I made the Enquiry you desired relating to Mr. Gurney the Officer, 6 and learnt that there were several Clergymen of the Name in Kent, worthy Men and much respected there, and that one of the Family was an Officer abroad. This I had from a Lady of that Country. And a few Days since I receiv’d the enclos’d by the Hands of my Friend Dr. Watson, from the Revd. Mr. Duncombe a Clergyman of Canterbury (the same Duncombe who with his Father published what is called Duncombe’s Horace.)7 If the propos’d Match with your Daughter takes place, I heartily wish you all Manner of Comfort and Satisfaction in it.

The Bishops here are very desirous of securing the Church of England in America, and promoting its Interest and Enlargement by sending one of their Order thither: But tho’ they have long solicited this Point with Government here, they have not yet been able to obtain it.8 So apprehensive are Ministers of engaging in any novel Measure. In this Kingdom the Dissenters are continually diminishing, and ’tis thought will be all in the Church in less than another Century. Even the Papists, concerning whose Increase there have been great Alarms, have been lately found, on strict Enquiry to be lessened in Number a full Third Part within the last Fifty Years. I hope soon [to have] an Opportunity of conferring with you, and th[erefore say] no more now on this Subject.

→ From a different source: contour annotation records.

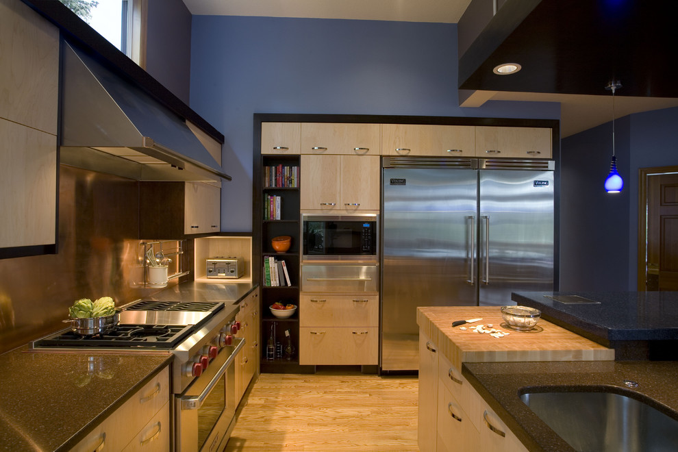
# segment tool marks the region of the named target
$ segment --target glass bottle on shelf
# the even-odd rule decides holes
[[[275,334],[273,327],[275,323],[271,324],[271,336],[268,337],[268,342],[266,347],[266,359],[273,360],[275,358]]]
[[[291,360],[292,357],[294,355],[294,346],[292,344],[292,336],[290,336],[290,330],[285,330],[285,338],[286,338],[286,344],[285,344],[285,359]]]

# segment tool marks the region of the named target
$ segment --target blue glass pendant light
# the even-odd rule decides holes
[[[605,191],[618,193],[624,188],[624,180],[617,171],[617,158],[614,156],[614,92],[621,88],[618,81],[611,81],[605,87],[612,92],[612,161],[610,164],[610,174],[605,179]]]

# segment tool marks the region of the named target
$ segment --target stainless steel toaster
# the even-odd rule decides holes
[[[244,274],[244,260],[240,257],[210,258],[205,264],[208,278],[236,279]]]

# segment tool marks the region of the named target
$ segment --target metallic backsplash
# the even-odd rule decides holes
[[[144,287],[138,183],[60,171],[58,253],[0,260],[0,353],[66,327],[77,299],[110,296],[121,305],[160,290]]]

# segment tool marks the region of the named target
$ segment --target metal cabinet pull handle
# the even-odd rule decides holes
[[[144,402],[147,402],[149,400],[151,400],[151,399],[153,399],[153,397],[155,397],[155,396],[157,396],[160,393],[160,383],[156,383],[155,384],[155,390],[154,390],[153,392],[151,392],[149,395],[146,396],[145,397],[142,397],[141,399],[139,399],[139,403],[143,403]]]
[[[475,216],[469,215],[466,219],[470,220],[471,223],[469,229],[470,234],[468,234],[468,244],[470,247],[466,246],[466,252],[470,251],[470,256],[467,256],[470,258],[470,265],[468,266],[468,274],[470,277],[466,279],[466,282],[473,286],[475,284]]]
[[[502,431],[501,430],[500,430],[499,429],[497,428],[496,427],[494,427],[494,425],[490,423],[490,421],[488,420],[487,411],[483,413],[483,420],[485,421],[485,425],[488,426],[488,428],[492,430],[492,431],[494,431],[494,433],[496,433],[497,435],[499,435],[499,436],[506,436],[505,433],[504,433],[503,431]]]
[[[154,440],[157,440],[160,437],[160,430],[162,429],[162,427],[160,425],[160,421],[158,420],[158,423],[155,424],[155,425],[158,427],[158,431],[156,431],[153,434],[151,435],[150,438],[149,438],[147,439],[145,439],[143,441],[142,441],[141,442],[141,445],[142,446],[145,446],[148,443],[151,442],[151,441],[153,441]]]
[[[457,378],[456,377],[452,375],[452,368],[453,368],[451,367],[450,368],[449,372],[447,373],[447,376],[449,377],[450,379],[454,381],[455,383],[462,384],[462,380],[459,379],[458,378]]]
[[[450,416],[451,416],[455,420],[462,422],[462,418],[459,417],[452,411],[452,402],[447,404],[447,411],[450,412]]]
[[[483,215],[485,219],[485,277],[483,284],[490,284],[490,216]]]
[[[94,448],[94,452],[101,452],[103,449],[103,447],[106,445],[106,432],[104,431],[101,434],[101,442],[99,443],[99,445]]]

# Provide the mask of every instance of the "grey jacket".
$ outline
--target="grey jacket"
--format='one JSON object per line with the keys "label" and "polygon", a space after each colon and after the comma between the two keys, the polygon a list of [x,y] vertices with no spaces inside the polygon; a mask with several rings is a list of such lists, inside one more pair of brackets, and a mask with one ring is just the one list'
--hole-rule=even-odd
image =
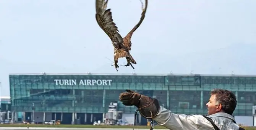
{"label": "grey jacket", "polygon": [[[208,117],[211,117],[220,130],[238,130],[239,126],[234,123],[234,117],[224,113],[219,113]],[[186,115],[175,114],[162,106],[154,119],[161,125],[172,130],[214,130],[210,122],[201,115]]]}

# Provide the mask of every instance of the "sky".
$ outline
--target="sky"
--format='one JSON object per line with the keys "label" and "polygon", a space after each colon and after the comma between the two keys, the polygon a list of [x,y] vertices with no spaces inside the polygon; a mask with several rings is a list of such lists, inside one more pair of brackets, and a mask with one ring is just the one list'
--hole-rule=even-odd
{"label": "sky", "polygon": [[[111,66],[113,46],[96,21],[95,5],[0,0],[1,96],[10,96],[11,73],[256,73],[255,0],[149,0],[131,39],[137,64],[118,72]],[[139,21],[141,6],[139,0],[109,1],[123,37]],[[125,65],[125,58],[118,63]]]}

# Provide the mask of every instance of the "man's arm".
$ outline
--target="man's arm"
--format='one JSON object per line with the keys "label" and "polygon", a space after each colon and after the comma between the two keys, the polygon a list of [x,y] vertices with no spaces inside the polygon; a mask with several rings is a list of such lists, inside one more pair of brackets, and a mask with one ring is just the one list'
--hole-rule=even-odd
{"label": "man's arm", "polygon": [[162,106],[154,119],[159,125],[170,130],[214,130],[202,115],[175,114]]}

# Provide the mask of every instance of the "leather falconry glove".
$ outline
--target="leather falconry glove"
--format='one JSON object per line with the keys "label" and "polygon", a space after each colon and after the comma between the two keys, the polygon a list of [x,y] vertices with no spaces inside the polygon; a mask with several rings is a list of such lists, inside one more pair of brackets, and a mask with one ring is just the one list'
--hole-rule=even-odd
{"label": "leather falconry glove", "polygon": [[159,111],[158,100],[130,90],[119,95],[119,100],[126,106],[135,106],[141,115],[146,119],[153,119]]}

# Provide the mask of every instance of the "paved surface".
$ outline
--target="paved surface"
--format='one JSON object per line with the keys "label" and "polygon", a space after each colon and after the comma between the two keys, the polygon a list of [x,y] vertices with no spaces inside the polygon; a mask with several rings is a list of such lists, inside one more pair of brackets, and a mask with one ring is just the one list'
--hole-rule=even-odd
{"label": "paved surface", "polygon": [[[130,130],[132,128],[45,128],[45,127],[0,127],[0,130]],[[134,128],[134,130],[149,130],[149,128]],[[166,129],[157,129],[166,130]]]}

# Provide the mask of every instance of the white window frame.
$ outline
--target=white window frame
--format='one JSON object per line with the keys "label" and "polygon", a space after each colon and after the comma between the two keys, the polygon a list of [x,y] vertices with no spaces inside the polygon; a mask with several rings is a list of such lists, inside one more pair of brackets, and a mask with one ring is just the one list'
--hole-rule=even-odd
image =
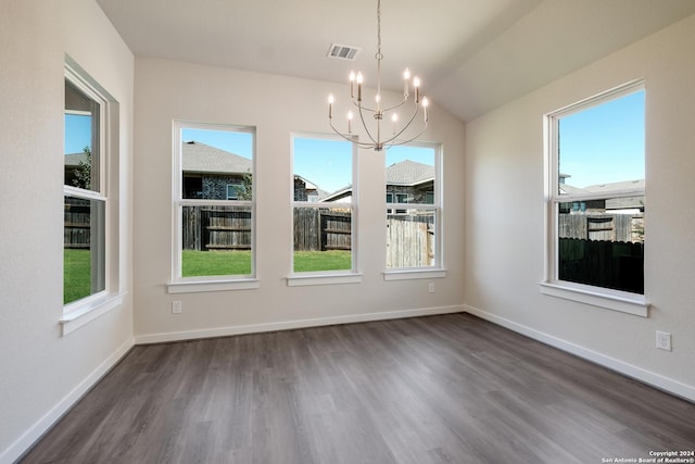
{"label": "white window frame", "polygon": [[[384,226],[387,222],[387,215],[395,211],[400,214],[402,211],[407,213],[407,210],[403,210],[403,204],[409,204],[410,209],[416,210],[434,210],[434,265],[421,266],[421,267],[384,267],[383,279],[389,280],[410,280],[410,279],[430,279],[430,278],[444,278],[446,277],[446,267],[444,263],[444,230],[442,225],[444,224],[444,196],[443,196],[443,159],[444,149],[441,143],[412,141],[406,143],[407,147],[420,147],[434,150],[434,181],[431,192],[434,195],[433,203],[399,203],[397,192],[393,193],[392,200],[396,202],[386,203],[384,209]],[[388,150],[388,149],[387,149]],[[387,187],[384,178],[384,188]],[[386,250],[384,250],[386,262]]]}
{"label": "white window frame", "polygon": [[[339,136],[330,134],[307,134],[307,133],[292,133],[291,134],[291,160],[290,165],[294,171],[294,140],[298,138],[304,139],[324,139],[345,142],[345,139]],[[350,143],[350,142],[348,142]],[[294,240],[291,240],[290,248],[290,274],[287,277],[287,285],[289,287],[301,287],[309,285],[332,285],[332,284],[358,284],[362,281],[362,274],[359,273],[358,265],[358,243],[357,243],[357,208],[359,198],[358,187],[358,150],[356,143],[351,143],[352,150],[352,195],[350,202],[336,202],[336,203],[323,203],[314,199],[313,201],[294,201],[294,173],[292,173],[292,181],[290,188],[290,199],[292,200],[290,205],[290,224],[292,224],[292,230],[294,230],[294,209],[295,208],[340,208],[350,209],[351,216],[351,258],[352,267],[350,269],[339,271],[312,271],[312,272],[294,272]]]}
{"label": "white window frame", "polygon": [[[563,117],[569,116],[593,106],[606,103],[630,93],[645,90],[642,79],[634,80],[608,91],[590,97],[580,102],[556,110],[544,115],[543,133],[544,133],[544,155],[545,155],[545,258],[544,258],[544,279],[540,285],[542,293],[563,298],[570,301],[577,301],[597,308],[612,311],[619,311],[642,317],[648,316],[649,303],[644,294],[632,293],[628,291],[614,290],[604,287],[577,284],[567,280],[560,280],[558,277],[558,230],[557,217],[559,214],[559,204],[568,202],[582,202],[587,200],[605,199],[605,198],[629,198],[645,197],[644,188],[634,188],[626,190],[616,190],[601,193],[559,195],[559,176],[558,176],[558,122]],[[645,153],[646,156],[646,153]],[[646,265],[646,261],[645,261]]]}
{"label": "white window frame", "polygon": [[[88,190],[74,186],[63,186],[65,196],[81,198],[85,200],[100,201],[104,204],[104,230],[93,230],[91,236],[103,236],[103,243],[97,247],[103,248],[103,279],[104,289],[83,299],[63,305],[63,314],[60,318],[62,335],[87,325],[109,311],[123,304],[123,293],[118,279],[118,209],[113,208],[113,198],[118,196],[118,102],[97,83],[85,70],[83,70],[71,57],[65,57],[64,80],[70,81],[88,98],[99,104],[99,147],[97,154],[99,161],[99,188]],[[92,152],[93,152],[92,148]],[[94,226],[101,227],[100,224]],[[101,253],[97,253],[101,255]]]}
{"label": "white window frame", "polygon": [[[184,129],[204,129],[248,133],[252,135],[252,173],[254,176],[252,184],[251,200],[205,200],[185,199],[182,185],[182,138]],[[260,287],[256,278],[256,130],[255,127],[237,126],[229,124],[199,123],[191,121],[174,121],[172,127],[172,279],[167,283],[168,293],[191,293],[222,290],[248,290]],[[249,206],[251,209],[251,274],[229,275],[229,276],[181,276],[181,251],[182,251],[182,209],[184,206],[197,205],[222,205],[222,206]]]}

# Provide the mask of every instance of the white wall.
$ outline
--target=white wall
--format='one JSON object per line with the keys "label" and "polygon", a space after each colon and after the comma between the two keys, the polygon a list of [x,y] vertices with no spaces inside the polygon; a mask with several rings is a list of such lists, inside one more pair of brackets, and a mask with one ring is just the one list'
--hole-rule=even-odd
{"label": "white wall", "polygon": [[[11,462],[132,344],[134,59],[92,0],[2,0],[1,9],[0,462]],[[121,103],[126,294],[122,308],[63,337],[65,53]]]}
{"label": "white wall", "polygon": [[[141,342],[371,317],[460,311],[464,127],[437,106],[426,140],[444,143],[447,277],[384,281],[383,153],[359,153],[361,284],[288,287],[292,216],[291,133],[330,133],[327,96],[346,86],[181,62],[136,60],[136,337]],[[168,294],[172,275],[172,121],[257,129],[255,290]],[[173,315],[180,300],[184,312]],[[415,310],[415,312],[407,312]],[[382,314],[389,313],[389,314]]]}
{"label": "white wall", "polygon": [[[695,16],[466,126],[467,310],[695,400]],[[513,78],[513,77],[510,77]],[[543,296],[543,114],[646,81],[649,317]],[[655,348],[655,331],[673,351]]]}

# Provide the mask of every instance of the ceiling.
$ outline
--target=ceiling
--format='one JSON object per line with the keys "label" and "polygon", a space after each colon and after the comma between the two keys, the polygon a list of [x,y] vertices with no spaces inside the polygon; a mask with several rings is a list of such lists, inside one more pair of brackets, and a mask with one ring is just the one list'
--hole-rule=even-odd
{"label": "ceiling", "polygon": [[[97,2],[138,57],[375,83],[375,0]],[[382,0],[382,86],[408,66],[469,121],[691,14],[693,0]],[[330,59],[331,43],[362,51]]]}

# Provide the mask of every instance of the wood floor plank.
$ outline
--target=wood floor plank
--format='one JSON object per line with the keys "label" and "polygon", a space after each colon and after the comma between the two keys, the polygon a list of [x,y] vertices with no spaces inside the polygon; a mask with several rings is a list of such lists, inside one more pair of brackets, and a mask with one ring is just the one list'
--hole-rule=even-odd
{"label": "wood floor plank", "polygon": [[468,314],[135,347],[23,463],[592,463],[695,404]]}

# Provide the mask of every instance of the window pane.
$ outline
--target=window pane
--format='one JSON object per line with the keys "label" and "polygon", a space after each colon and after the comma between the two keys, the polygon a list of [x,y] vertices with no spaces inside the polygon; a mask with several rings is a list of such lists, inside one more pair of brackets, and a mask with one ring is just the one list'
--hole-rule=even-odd
{"label": "window pane", "polygon": [[434,149],[391,147],[387,150],[387,201],[434,204]]}
{"label": "window pane", "polygon": [[64,184],[100,191],[99,103],[65,80]]}
{"label": "window pane", "polygon": [[63,304],[105,289],[105,202],[64,197]]}
{"label": "window pane", "polygon": [[251,133],[184,128],[181,140],[184,199],[252,200]]}
{"label": "window pane", "polygon": [[560,280],[644,292],[644,197],[559,204]]}
{"label": "window pane", "polygon": [[294,201],[352,201],[352,143],[294,138]]}
{"label": "window pane", "polygon": [[560,195],[644,187],[644,96],[641,90],[558,121]]}
{"label": "window pane", "polygon": [[181,276],[251,275],[251,206],[181,206]]}
{"label": "window pane", "polygon": [[352,269],[352,211],[294,208],[294,272]]}
{"label": "window pane", "polygon": [[576,198],[558,203],[556,273],[643,293],[645,92],[608,98],[556,120],[558,193]]}
{"label": "window pane", "polygon": [[435,265],[437,210],[396,210],[387,214],[387,267]]}

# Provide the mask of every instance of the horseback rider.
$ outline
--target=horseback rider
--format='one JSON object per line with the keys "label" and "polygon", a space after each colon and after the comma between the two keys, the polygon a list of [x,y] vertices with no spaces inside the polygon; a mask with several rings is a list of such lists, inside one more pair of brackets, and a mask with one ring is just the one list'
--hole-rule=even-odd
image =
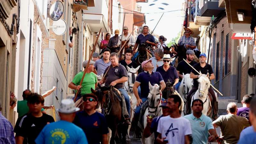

With great Esteem, I am, my dear [Friend, ] Yours very affection[ately]

B Frank[lin]

John Ross Esqr.

Addressed: John Ross Esqr / Philadelphia / via N York / per Packet / B Free Franklin

[Note numbering follows the Franklin Papers source.]

3For John Ross (1714–76), Philadelphia lawyer, assemblyman (1762–5), and BF’s good friend, see above, XI, 531 n; William T. Read, Life and Correspondence of George Read (Philadelphia, 1870), pp. 43–8.

4Most of these disturbances are discussed in the preceding document.

5Undoubtedly John Yeates (1720–95), of Newcastle, Del., who married Ross’s sister; see PMHB, V (1881), 219–20.

6Henry Gurney was a lieutenant in the Royal Artillery, stationed in Pennsylvania, who was about to marry Ross’s daughter Catherine. The bride’s father was apparently satisfied with BF’s research into the young man’s background, for the marriage took place in Philadelphia on July 7. Pa. Gaz., July 14, 1768.

7For Sir William Watson, physician and naturalist, see above, III, 457 n. The Rev. John Duncombe (1729–86), co-author of The Works of Horace, in English Verse … (2nd ed., London, 1767), was rector of St. Mary Bredman, Canterbury; he presumably sent by Watson a note vouching for the Gurneys’ local status.

8Ross, the son of an Anglican minister, was a low churchman who had been involved in ecclesiastical controversies in Philadelphia. In his lost letter to BF of March 13 he had doubtless inquired about the state of the long and unsuccessful effort to establish a colonial episcopacy.